Fanatismo e intolerancia distan años luz
del evangelio, exigente al máximo, pero no intransigente; que invita, pero no
impone; que ofrece, pero no fuerza; que anima, pero no violenta.
En
el evangelio de este domingo el Señor corta por lo sano el brote de fanatismo
de sus discípulos[2]. Para él
–para Jesús- quedaban atrás los tiempos de Elías, profeta que fulminaba con
fuego del cielo y rayos a los enviados del rey[3],
o que degollaba a los profetas de Baal, en nombre del Señor, Dios único,
soberano e intransigente[4].
También ésos tiempos han pasado para nosotros, sin embargo en algunos momentos
de la historia olvidamos la enseñanza del Maestro y participamos así de
episodios tan vergonzosos como la Inquisición, la propagación de la imagen de
Santiago Matamoros, el fuera de la
Iglesia no hay salvación de san Cipriano de Cartago que tantos quebraderos
de cabeza ha traído (por lo mal que se ha entendido) y tantas cosas más[5].
Es
momento de volver los ojos al evangelio y contemplar con detenimiento a un Jesús
que siempre tiene tiempo para dialogar con todos, que busca lo positivo en cada
situación, y partir de esa contemplación, de esa reflexión personal, acabar con
actitudes fanáticas y estériles que hacen del mundo un infierno ■
[1]
San Anselmo de Canterbury O.S.B. (Aosta, 1033 - Canterbury, 1109) inaugura en
filosofía lo que se llamará la escolástica, periodo que fructificará en las Summae y en hombres como Buenaventura,
Tomás de Aquino y Juan Duns Scoto. Su formación agustiniana, común en el
medioevo, le acercará a su intuición filosófica más característica: la búsqueda
del entendimiento racional de aquello que, por la fe, ha sido revelado. En el
sentir de Anselmo, no se trata de remover el misterio de los dogmas, ni de
desacralizarlos; tampoco significa un vano intento de comprenderlos en su
profundidad, sino tratar de entenderlos, en la medida en que esto es posible al
ser humano. (Proslogio, capítulo 1).
[2]
Cfr. Lc 9,51-53.
[3]
Cfr. 2 Re 1,10-12.
[4]
Cfr. 1 Re 18
[5]
El Catecismo de la Iglesia Católica en el n. 846 lo explica así: “¿Cómo
entender esta afirmación tantas veces repetida por los Padres de la Iglesia?
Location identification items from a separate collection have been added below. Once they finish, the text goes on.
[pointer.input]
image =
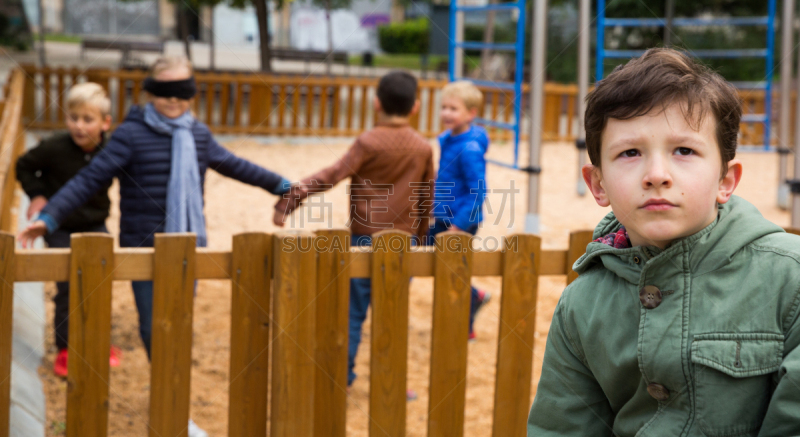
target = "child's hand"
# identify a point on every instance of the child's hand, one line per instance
(278, 218)
(37, 204)
(32, 232)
Formulada de modo positivo significa que toda salvación viene de Cristo-Cabeza
por la Iglesia que es su Cuerpo: El santo Sínodo... basado en la Sagrada
Escritura y en la Tradición, enseña que esta Iglesia peregrina es necesaria
para la salvación. Cristo, en efecto, es el único Mediador y camino de salvación
que se nos hace presente en su Cuerpo, en la Iglesia. Él, al inculcar con
palabras, bien explícitas, la necesidad de la fe y del bautismo, confirmó al
mismo tiempo la necesidad de la Iglesia, en la que entran los hombres por el
bautismo como por una puerta. Por eso, no podrían salvarse los que sabiendo que
Dios fundó, por medio de Jesucristo, la Iglesia católica como necesaria para la
salvación, sin embargo, no hubiesen querido entrar o perseverar en ella (LG 14)”.